Makassar, Inspirasimakassar.com; Pasca penetapan tersangka dalam kasus kematian Almarhum Virendy Marjefy Wehantow (19), mahasiswa Fakultas Teknik (FT) Arsitektur Universitas Hasanuddin (Unhas) saat mengikuti kegiatan Pendidikan Dasar dan Orientasi Medan (Diksar dan Ormed) XXVII UKM Mapala 09 Senat Mahasiswa FT Unhas, sejumlah kejanggalan dalam penetapan tersangka tersebut dan pasal pidana yang dikenakan terhadap para tersangka cukup membuat publik bertanya-tanya dan menjadi sorotan masyarakat secara luas.
Hal itu dikemukakan kuasa hukum keluarga Almarhum Virendy, Yodi Kristianto, SH, MH ketika menjawab pertanyaan awak media saat dihubungi via telepon selulernya, Senin (12/06/2023) malam terkait perkembangan penanganan kasus yang sudah 5 bulan berjalan dan masih dalam tahap penyidikan aparat Kepolisian Resor (Polres) Maros.
Salah satu yang menjadi sorotan pihak kuasa hukum adalah pasal tindak pidana kelalaian yang mengakibatkan mati, yang dikenakan kepada Ketua UKM Mapala 09 FT Unhas dan Ketua Panitia Diksar & Ormed XXVII UKM Mapala 09 FT UH.
Pihak Penyidik Polres Maros dalam beberapa pemberitaan di media nasional awalnya menyatakan bahwa para tersangka dikenakan pasal tindak pidana kelalaian dan ancaman hukuman satu tahun kurungan, padahal faktanya tindak pidana kelalaian yang dimaksud juga memuat ancaman pidana penjara lima tahun.

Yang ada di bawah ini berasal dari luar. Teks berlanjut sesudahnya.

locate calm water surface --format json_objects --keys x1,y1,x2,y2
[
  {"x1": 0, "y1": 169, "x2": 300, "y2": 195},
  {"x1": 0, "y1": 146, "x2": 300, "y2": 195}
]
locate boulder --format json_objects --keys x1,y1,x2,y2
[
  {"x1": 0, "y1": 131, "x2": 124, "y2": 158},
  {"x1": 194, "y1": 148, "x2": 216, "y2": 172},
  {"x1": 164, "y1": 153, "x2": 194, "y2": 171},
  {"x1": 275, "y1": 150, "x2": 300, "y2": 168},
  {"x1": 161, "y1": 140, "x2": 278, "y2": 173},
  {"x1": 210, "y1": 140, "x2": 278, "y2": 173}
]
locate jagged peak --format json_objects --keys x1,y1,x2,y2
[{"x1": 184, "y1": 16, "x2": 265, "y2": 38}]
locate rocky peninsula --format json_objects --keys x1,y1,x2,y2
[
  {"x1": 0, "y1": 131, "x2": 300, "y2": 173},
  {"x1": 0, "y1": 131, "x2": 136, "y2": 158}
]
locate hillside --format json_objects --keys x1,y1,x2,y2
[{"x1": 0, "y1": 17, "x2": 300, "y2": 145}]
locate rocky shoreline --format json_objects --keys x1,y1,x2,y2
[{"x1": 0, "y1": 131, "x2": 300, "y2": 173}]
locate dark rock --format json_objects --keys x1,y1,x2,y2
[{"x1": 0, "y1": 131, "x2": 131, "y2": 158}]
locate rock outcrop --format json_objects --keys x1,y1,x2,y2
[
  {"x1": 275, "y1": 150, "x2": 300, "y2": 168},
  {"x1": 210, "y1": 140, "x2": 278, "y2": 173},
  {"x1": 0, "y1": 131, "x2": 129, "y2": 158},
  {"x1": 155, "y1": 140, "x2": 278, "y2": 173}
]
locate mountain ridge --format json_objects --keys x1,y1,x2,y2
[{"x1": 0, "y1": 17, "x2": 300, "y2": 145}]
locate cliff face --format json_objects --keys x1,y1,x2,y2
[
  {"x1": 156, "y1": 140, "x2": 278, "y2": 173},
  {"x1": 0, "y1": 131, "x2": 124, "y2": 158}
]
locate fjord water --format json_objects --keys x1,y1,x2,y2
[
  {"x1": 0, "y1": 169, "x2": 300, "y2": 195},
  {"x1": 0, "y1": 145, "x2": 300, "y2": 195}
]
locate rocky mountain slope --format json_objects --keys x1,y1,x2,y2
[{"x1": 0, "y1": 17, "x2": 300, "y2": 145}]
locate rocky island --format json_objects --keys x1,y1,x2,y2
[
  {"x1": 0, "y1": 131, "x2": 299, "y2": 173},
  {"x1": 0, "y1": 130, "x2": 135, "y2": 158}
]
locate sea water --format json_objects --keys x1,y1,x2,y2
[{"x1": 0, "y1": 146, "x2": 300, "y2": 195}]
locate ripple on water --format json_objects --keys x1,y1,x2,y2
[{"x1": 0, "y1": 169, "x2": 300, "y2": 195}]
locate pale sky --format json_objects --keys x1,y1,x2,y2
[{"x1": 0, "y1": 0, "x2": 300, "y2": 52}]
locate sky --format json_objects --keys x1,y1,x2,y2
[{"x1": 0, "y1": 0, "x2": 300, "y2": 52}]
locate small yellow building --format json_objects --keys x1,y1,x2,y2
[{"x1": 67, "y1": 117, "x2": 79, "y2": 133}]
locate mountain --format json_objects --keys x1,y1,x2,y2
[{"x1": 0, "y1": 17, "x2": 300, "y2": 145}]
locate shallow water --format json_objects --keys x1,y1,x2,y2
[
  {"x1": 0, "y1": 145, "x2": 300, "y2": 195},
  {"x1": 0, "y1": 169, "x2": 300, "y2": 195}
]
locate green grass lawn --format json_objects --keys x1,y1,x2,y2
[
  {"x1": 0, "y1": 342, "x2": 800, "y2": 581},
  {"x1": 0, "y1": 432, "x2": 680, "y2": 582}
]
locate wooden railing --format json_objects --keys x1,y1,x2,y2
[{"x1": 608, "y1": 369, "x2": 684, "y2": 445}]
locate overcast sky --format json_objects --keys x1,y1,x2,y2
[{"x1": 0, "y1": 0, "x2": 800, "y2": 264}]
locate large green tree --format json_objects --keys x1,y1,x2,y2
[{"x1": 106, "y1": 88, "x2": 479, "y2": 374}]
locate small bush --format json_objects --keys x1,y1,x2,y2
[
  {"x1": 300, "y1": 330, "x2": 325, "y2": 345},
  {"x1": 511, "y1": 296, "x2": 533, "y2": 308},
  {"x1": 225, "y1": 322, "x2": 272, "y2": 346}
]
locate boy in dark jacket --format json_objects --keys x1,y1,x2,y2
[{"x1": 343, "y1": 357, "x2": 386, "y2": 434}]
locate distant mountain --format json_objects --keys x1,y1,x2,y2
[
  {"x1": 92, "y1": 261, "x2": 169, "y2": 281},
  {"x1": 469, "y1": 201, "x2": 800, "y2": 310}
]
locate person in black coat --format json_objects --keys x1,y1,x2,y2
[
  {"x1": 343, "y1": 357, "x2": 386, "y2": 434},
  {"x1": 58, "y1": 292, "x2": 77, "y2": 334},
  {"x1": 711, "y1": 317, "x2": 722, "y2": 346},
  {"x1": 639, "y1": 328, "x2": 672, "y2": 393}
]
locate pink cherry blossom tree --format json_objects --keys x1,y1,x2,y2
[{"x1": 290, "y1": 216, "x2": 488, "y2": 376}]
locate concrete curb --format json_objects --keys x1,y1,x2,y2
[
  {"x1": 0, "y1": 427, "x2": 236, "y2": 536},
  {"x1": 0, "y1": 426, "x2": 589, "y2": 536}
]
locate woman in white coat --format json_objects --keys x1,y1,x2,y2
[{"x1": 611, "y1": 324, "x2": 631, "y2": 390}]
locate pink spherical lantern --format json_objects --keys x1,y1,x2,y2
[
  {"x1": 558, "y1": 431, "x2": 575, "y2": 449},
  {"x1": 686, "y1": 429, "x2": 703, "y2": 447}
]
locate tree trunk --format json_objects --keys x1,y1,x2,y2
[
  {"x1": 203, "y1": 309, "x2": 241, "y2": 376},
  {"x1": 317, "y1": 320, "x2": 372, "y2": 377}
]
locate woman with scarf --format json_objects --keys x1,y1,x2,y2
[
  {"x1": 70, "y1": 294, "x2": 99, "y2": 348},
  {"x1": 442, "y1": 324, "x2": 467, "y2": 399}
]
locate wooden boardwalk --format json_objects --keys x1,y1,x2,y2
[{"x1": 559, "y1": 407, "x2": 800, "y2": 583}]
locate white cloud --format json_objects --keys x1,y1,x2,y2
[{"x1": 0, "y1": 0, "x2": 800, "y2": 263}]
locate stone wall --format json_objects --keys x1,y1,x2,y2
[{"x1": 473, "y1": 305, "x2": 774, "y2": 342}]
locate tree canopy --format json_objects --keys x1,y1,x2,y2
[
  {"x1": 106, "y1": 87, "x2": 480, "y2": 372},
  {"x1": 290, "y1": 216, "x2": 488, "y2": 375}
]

Hal tersebut yang membuat publik gerah dan menanyakan secara langsung kepada kami perihal penetapan tersangka. Kemudian kami mendapatkan informasi bahwa para tersangka juga dikenakan pasal tindak pidana penganiayaan setelah tekanan publik yang begitu besar dalam kasus ini.
Tetapi ada hal yang lebih penting dalam kasus ini, pihak kepolisian mengabaikan prosedur awal penanganan perkara yaitu hasil visum yang sejatinya menjadi acuan utama dalam penetapan tersangka, demikian juga soal penetapan tersangka tindak pidana kelalaian yang hanya menyeret Ketua Mapala dan Ketua Panitia Diksar.
“Ada hubungan sebab akibat dalam suatu tindak pidana yang mengakibatkan seorang ditersangkakan melakukan tindak pidana kelalaian, termasuk dalam kasus Virendy,” kata Yodi Kristianto.
Penyidik bersikukuh mengatakan bahwa Almarhum meninggal akibat kelalaian pihak Mapala tetapi melupakan hubungan sebab akibat bahwa kelalaian itu juga melibatkan pihak yang memberikan rekomendasi kegiatan (turut serta) disaat cuaca yang buruk, pihak yang bertanggungjawab terhadap kegiatan kampus tersebut (baca : tidak ada kegiatan kemahasiswaan yang tidak mendapat izin kegiatan dari pihak kampus, termasuk fakta bahwa pihak kampus juga turut terlibat dalam pelepasan secara resmi kegiatan tersebut, belum lagi soal tidak dilibatkannya tenaga medis dan pendamping kegiatan).
Pihak kuasa hukum juga kembali menyoroti sikap penyidik yang cenderung mengabaikan bukti-bukti yang diajukan pihak keluarga dan kuasa hukum hingga memaksa mereka meminta gelar perkara khusus ke Kapolda Sulsel.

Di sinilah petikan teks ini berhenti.